Over the past 5 years, cloud computing has grown to become a huge part of the business world. As of today, cloud computing has elevated to be a key element for the way businesses transform. It has become a model for the way businesses modernize the information technology infrastructures they already have in place. Cloud computing investments have also grown and will continue to do so.
These changes are just the beginning. Here are 4 cloud computing trends to expect for 2020.
Utilization of containers
Recently, organizations have begun to show increased interest in containers that you only have to build once, but run anywhere needed. According to the research firm Gartner, over 70 percent of organizations globally will likely be running containerized applications. In 2019, this figure was less than 20 percent. Additionally, according to the International Data Corporation (IDC), by 2021, 95 percent of new micro-services will be housed in containers.
Since containers make deployment easier, the management and operations of hybrid cloud environments will likely create an increase in container deployment as well.
Interest in hyper-converged infrastructure
Hyperconvergence infrastructure (HCI) is likely to also become more popular. Hyperconvergence is an “IT framework that integrates storage systems, servers and networking into one single platform.” By the end of 2020, Gartner suggests that nearly 20 percent of the applications critical for business that are “deployed on 3-tier IT infrastructure” will be moved to an HCI.
Additionally, research firm Mordor Intelligence suggests that the HCI market could experience a CAGR over 13 percent by 2024. This is due to the trend of HCIs becoming more recognized as the perfect alternative to a traditional public cloud.
Use of edge computing
Cisco suggests that the amount of IP network-connected devices will increase to a figure that exceeds the global population by 2022. A Gartner study backed up this prediction with one of its own: that there will likely be 25 billion devices connected to IP networks by 2021. All of these devices will produce a vast amount of data.

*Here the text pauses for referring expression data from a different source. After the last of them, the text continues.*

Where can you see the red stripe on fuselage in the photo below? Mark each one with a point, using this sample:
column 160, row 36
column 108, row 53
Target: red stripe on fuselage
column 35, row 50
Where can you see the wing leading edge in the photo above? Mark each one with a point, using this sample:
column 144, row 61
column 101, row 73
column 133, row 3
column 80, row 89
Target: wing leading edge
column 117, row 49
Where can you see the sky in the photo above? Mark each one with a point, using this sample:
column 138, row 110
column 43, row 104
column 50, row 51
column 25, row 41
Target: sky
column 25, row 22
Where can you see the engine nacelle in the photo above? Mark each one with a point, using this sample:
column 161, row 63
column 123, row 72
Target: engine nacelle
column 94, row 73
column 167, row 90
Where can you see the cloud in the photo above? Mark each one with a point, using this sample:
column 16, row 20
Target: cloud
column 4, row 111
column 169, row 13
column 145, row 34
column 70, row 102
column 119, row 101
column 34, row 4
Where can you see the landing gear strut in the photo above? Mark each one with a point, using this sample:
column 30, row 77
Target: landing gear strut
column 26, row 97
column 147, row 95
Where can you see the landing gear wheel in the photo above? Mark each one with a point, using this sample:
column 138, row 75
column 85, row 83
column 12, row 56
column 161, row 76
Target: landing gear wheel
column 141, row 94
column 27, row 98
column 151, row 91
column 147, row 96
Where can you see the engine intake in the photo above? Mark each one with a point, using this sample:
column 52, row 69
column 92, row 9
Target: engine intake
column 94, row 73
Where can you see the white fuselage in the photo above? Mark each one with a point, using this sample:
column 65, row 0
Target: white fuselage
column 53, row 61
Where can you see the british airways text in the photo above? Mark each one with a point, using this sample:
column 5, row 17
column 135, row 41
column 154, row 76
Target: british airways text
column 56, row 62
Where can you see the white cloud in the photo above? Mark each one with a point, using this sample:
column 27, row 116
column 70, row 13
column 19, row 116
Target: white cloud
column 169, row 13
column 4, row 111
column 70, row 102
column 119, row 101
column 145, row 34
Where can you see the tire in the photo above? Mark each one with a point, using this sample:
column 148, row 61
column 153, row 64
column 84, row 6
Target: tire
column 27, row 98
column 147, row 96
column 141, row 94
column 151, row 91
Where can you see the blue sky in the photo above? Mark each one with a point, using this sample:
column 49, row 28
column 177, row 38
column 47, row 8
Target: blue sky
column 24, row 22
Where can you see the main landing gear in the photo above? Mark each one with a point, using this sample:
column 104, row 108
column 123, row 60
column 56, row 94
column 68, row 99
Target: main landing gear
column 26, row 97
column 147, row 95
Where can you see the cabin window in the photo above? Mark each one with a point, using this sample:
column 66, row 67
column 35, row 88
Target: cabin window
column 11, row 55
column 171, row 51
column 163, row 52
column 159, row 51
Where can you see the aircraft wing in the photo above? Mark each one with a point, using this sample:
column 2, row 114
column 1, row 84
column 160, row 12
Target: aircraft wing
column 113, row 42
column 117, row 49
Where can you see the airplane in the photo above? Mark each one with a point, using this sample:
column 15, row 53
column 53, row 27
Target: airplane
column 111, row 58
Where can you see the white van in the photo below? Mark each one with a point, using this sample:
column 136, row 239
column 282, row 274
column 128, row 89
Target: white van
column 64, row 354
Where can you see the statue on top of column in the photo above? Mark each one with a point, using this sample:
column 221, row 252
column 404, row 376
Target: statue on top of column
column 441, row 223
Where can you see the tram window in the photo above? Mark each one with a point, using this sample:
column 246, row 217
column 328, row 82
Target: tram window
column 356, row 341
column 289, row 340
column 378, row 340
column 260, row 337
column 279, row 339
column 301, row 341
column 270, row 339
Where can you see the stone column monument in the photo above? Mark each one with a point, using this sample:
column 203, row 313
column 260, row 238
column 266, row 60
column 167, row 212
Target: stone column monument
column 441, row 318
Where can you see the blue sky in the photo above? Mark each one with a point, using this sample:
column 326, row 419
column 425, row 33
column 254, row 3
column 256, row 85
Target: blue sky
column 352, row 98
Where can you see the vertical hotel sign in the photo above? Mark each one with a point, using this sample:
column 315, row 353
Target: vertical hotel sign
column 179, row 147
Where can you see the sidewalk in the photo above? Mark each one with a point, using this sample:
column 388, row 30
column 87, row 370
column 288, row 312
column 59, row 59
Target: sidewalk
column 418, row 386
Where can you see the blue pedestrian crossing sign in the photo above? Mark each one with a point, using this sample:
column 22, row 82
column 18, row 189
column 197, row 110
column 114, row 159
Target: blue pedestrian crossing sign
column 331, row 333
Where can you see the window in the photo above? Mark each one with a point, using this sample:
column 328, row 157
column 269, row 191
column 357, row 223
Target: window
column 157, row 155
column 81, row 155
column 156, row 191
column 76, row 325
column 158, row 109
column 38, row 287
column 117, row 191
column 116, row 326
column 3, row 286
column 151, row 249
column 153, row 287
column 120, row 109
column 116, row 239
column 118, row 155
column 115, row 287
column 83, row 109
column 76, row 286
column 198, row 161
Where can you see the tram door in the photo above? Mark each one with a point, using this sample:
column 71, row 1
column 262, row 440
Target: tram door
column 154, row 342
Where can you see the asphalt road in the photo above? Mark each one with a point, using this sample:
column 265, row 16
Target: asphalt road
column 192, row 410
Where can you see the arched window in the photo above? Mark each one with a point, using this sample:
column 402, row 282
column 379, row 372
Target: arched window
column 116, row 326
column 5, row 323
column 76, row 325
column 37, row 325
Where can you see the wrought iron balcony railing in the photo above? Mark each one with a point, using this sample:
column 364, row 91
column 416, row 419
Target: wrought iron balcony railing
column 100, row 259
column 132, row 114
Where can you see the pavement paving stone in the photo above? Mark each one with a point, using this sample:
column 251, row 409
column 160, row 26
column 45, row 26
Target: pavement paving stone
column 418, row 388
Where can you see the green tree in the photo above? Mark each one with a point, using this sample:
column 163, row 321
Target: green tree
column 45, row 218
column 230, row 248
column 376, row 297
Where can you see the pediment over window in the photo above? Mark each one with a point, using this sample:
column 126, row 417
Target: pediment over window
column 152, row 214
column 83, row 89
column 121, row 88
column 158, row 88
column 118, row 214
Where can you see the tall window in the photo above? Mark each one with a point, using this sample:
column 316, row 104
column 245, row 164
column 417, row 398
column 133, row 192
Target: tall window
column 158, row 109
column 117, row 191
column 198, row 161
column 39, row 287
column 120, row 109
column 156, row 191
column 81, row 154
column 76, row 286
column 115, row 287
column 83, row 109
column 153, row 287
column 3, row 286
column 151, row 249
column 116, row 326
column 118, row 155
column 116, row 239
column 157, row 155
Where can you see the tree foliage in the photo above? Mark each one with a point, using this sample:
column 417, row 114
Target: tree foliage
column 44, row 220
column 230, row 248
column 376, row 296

Another study by research firm McKinsey reported that every second there are 127 newly connected IoT devices. With so many IoT devices, there is no shock that data centers will be impacted as companies will need to begin to build smaller data centers that are located at the edge of the internet—in other words, close to the action. Edge computing will become such a fabric of the internet world that Gartner suggests 75 percent of data created by enterprises will be created and stored in the edge.
As business becomes increasingly more digital, downtime costs are becoming higher. IBM reported that, on average, data breaches cost a company $3.92 million. Gartner further suggests, depending on the business, that each minute an IT department is down costs the company $5,600. GDPR has mandated that businesses need to care for their clients’ data. To ensure that their data is cared for properly, organizations need to make sure they are both confident in the plan(s) they have in place and are legally compliant in their methods.
This is where Disaster-Recovery-as-a-Service, which is “an automated DR strategy can significantly reduce the recovery time,” comes in. By the end of 2020, IDC suggests that the DRaaS market could reach $4.5 billion and increase by 15.4 percent by 2023.